Teaching Philosophy
 

Philosophy

As an educator, Amy has taught acting, dance, and music to children and adults. She is well-versed in both musical theatre (encompassing rock, pop, jazz, country, etc) and classical vocal technique/repertoire and is an ideal choice for students interested in crossing genres. Amy does not adhere to a single technique, school, pedagogical philosophy but rather believes in assessing the needs of each individual student and adapting accordingly, helping each singer find their own, unique sound. 

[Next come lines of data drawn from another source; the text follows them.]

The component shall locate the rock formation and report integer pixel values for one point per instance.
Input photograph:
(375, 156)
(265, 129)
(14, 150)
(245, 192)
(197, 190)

Amy has been teaching voice for several years now and maintains a private studio in addition to her students from Virtu Academy. She teaches singers of all ages and abilities, ranging from casual shower singers to the lead singers of rock bands. Amy will craft each lesson plan to match the needs of each singer, some working on aural skills and music theory, others prioritizing the fundamentals of vocal technique (from breathing to crafting legato lines and freeing the instrument from tension).

Bio

Soprano, Amy Weintraub, has been praised for being  “a powerhouse” (Princeton Found) with “a voice that soars” (US1). Amy traverses several genres of music and theatre, ranging from pop/rock to opera. She has appeared in three Off-Broadway productions: #Adulting, It Came From Beyond, and Frankenstein. Other theatrical credits include The Princeton Festival’s She Loves Me (Amalia), Regretting Almost Everything at 54 Below starring Jeff Blumenkrantz, a Broadway's Future Concert featuring the music of Jacob Fjeldheim at Lincoln Center, and The Musical Theater Project's Silver Linings: The music of Jerome Kern. Operatic highlights include Susanna in Le Nozze di Figaro, Noémie in Cendrillon, and most recently, an operatic adaptation of A Doll’s House. She has participated in the esteemed Lotte Lenya Competition, where she used both her operatic and musical theatre. Amy graduated from Oberlin College and Conservatory in 2017, where she earned a BM in Vocal Performance and a BA in theatre.